Moneyfacts noted that uncertainty in the economy ahead, particularly relating to the UK’s relationship with the EU after its departure from the single market, meant some borrowers will be looking to protect themselves against unpredictable rate changes.

Since January 2014, 10-year fixed rates have steadily fallen year-on-year from 4.23% to 3.20% today. Despite this, rates are heading down towards their record low of 3.11% in November, which Moneyfacts said could be an indication of a future trend in rates during 2017.

Charlotte Nelson, finance expert at, said lenders have been trying to “muscle in” on the 10-year fix market in recent years, boosting competition.

“Even with the slight increase in the average rate, borrowers could find that a 10-year fixed mortgage gives them the peace of mind that their repayment will not change, no matter what happens. However, while we know rates cannot stay at these lows forever, we do not know when they will rise, or by how much,” she added.

“Borrowers must also bear in mind that most 10-year mortgages require them to be tied to the deal for the full term, so it is vital that they weigh up whether they will need some flexibility in the decade ahead. Failing to do so could mean borrowers end up paying a hefty early redemption penalty.
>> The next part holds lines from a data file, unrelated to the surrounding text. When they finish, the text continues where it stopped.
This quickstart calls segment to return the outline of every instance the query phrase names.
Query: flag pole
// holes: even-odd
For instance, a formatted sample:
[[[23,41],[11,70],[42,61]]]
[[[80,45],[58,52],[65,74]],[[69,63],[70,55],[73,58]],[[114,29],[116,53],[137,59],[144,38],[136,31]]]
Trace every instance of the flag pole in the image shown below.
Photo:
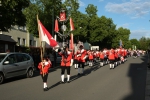
[[[39,32],[39,41],[40,41],[40,52],[41,52],[41,61],[42,61],[42,58],[43,58],[43,47],[42,47],[42,41],[40,39],[40,30],[39,30],[39,17],[37,15],[37,24],[38,24],[38,32]],[[43,73],[43,65],[42,65],[42,73]],[[43,76],[44,76],[44,73],[43,73]]]

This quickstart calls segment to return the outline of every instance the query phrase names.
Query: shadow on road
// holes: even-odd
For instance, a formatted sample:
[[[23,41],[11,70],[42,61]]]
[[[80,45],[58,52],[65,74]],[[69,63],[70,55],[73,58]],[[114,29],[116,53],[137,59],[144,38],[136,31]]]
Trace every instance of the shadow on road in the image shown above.
[[[139,59],[139,58],[136,58]],[[135,60],[136,60],[135,59]],[[147,57],[142,56],[140,59],[143,61],[141,64],[131,63],[127,76],[131,80],[132,93],[127,95],[121,100],[144,100],[145,98],[145,85],[146,85],[146,74],[147,74]],[[122,90],[123,91],[123,90]]]

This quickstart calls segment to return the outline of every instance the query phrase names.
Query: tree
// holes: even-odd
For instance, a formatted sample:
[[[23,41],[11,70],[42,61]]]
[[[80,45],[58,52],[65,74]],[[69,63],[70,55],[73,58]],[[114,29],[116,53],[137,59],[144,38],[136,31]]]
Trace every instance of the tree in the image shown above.
[[[137,39],[131,39],[130,42],[131,42],[132,49],[135,49],[135,46],[137,49],[140,48],[140,43]]]
[[[146,37],[142,37],[139,39],[140,48],[142,50],[147,50],[149,47],[150,39]]]
[[[52,33],[52,15],[54,10],[54,15],[59,15],[61,9],[60,0],[34,0],[31,2],[29,7],[23,10],[24,15],[26,16],[26,26],[30,34],[38,36],[38,26],[37,26],[37,14],[39,19],[46,27],[46,29]],[[55,5],[55,6],[54,6]],[[32,10],[31,10],[32,9]]]
[[[127,48],[129,47],[129,35],[130,35],[130,30],[129,29],[126,29],[126,28],[123,28],[123,27],[120,27],[118,28],[118,34],[117,34],[117,37],[120,38],[122,40],[122,43],[123,43],[123,47],[124,48]],[[120,40],[119,39],[119,40]],[[118,40],[118,41],[119,41]]]
[[[25,26],[22,10],[29,6],[30,0],[2,0],[0,6],[0,31],[8,31],[11,25]]]

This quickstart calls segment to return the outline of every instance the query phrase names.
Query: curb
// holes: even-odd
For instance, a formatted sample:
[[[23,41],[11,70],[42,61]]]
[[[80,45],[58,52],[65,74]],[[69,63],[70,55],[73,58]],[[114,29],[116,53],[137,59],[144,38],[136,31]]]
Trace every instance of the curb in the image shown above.
[[[150,63],[150,57],[148,55],[147,64]],[[147,75],[146,75],[146,89],[145,89],[145,100],[150,100],[150,69],[147,65]]]

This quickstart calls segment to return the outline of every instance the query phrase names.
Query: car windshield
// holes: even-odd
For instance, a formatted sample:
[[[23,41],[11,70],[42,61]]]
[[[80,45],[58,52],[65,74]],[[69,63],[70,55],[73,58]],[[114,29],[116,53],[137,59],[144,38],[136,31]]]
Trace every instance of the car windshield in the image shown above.
[[[6,54],[0,54],[0,62],[6,57]]]

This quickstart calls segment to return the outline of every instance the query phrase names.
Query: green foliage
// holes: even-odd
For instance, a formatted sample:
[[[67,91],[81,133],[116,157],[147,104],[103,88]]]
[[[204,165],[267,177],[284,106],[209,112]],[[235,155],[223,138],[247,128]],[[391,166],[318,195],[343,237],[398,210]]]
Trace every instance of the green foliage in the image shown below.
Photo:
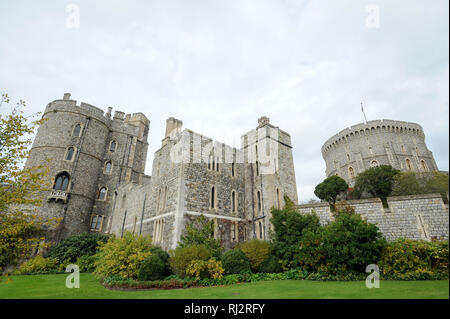
[[[314,194],[322,200],[334,204],[339,194],[348,190],[347,182],[339,176],[330,176],[318,184]]]
[[[169,254],[160,247],[152,247],[150,257],[144,260],[138,272],[138,280],[161,280],[169,274]]]
[[[97,257],[95,255],[83,255],[78,257],[75,265],[80,268],[80,272],[93,272],[95,270],[96,260]]]
[[[227,275],[250,271],[250,262],[239,248],[226,251],[222,255],[222,265]]]
[[[222,262],[215,258],[209,260],[192,260],[187,269],[186,274],[195,277],[196,280],[210,278],[219,280],[223,277],[224,269]]]
[[[361,273],[378,261],[384,245],[377,226],[350,209],[342,209],[332,223],[315,234],[305,234],[296,261],[309,271],[332,275]]]
[[[0,270],[16,265],[35,250],[47,248],[44,232],[59,219],[44,219],[30,207],[40,206],[40,192],[49,187],[48,167],[23,167],[29,154],[30,136],[43,120],[24,116],[24,101],[15,106],[8,94],[0,97]]]
[[[161,280],[164,278],[165,271],[165,262],[157,254],[152,254],[142,262],[137,279],[140,281]]]
[[[44,258],[36,256],[24,262],[18,269],[17,273],[20,275],[32,274],[48,274],[61,271],[58,266],[58,261],[54,258]]]
[[[45,229],[56,219],[26,214],[22,211],[5,211],[0,214],[0,270],[34,251],[49,247],[45,242]]]
[[[100,242],[94,276],[103,280],[112,275],[137,278],[143,261],[151,256],[151,238],[126,232],[123,238],[110,237]]]
[[[448,278],[448,263],[448,241],[400,238],[384,247],[378,265],[384,278],[404,280]]]
[[[259,272],[261,273],[279,273],[282,272],[280,261],[274,255],[270,255],[259,266]]]
[[[258,271],[261,263],[270,255],[270,245],[264,240],[252,239],[237,246],[244,252],[250,262],[250,268]]]
[[[131,278],[110,276],[103,280],[103,285],[108,288],[134,288],[134,289],[179,289],[198,286],[194,279],[171,278],[166,280],[137,281]]]
[[[401,172],[394,177],[392,193],[390,196],[416,195],[422,193],[422,189],[413,172]]]
[[[274,228],[272,250],[282,260],[283,268],[290,269],[304,230],[319,228],[319,218],[314,213],[299,214],[295,206],[286,205],[282,210],[273,208],[270,221]]]
[[[369,168],[356,176],[353,195],[361,198],[363,194],[386,199],[392,192],[394,178],[400,171],[390,165]]]
[[[194,260],[207,261],[212,257],[211,251],[205,245],[177,247],[169,252],[169,265],[178,276],[186,277],[186,269]]]
[[[101,233],[82,233],[61,240],[49,251],[49,257],[56,258],[60,263],[75,262],[84,255],[92,256],[99,248],[99,242],[105,243],[109,236]]]
[[[192,245],[204,245],[214,257],[219,257],[222,253],[220,241],[214,238],[214,221],[200,215],[191,223],[186,225],[185,234],[181,236],[179,247]]]

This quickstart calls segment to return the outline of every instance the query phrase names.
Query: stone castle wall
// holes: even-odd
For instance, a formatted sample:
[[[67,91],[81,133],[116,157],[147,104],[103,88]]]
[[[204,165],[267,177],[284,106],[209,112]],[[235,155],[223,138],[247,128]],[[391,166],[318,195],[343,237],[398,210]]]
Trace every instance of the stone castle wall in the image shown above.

However, thankfully, Moneyfacts data shows that all 10-year products currently available offer some form of portability for those who may wish to move home, although borrowers should be aware that affordability may need to be reassessed.

“Any borrowers considering this type of deal will need to puzzle through the maze and weigh up the odds to see if the gamble will eventually pay off,” Nelson said.

Last week Moneyfacts revealed that two-year fixed rates reached their lowest in 12 months dropping from 2.59% to 2.31%.

John Charcol’s product technical manager Simon Collins said at the time that more borrowers were shifting their focus toward longer-term fixed rates to ensure their introductory term did not finish during Brexit negotiations, when the market is likely to be more volatile.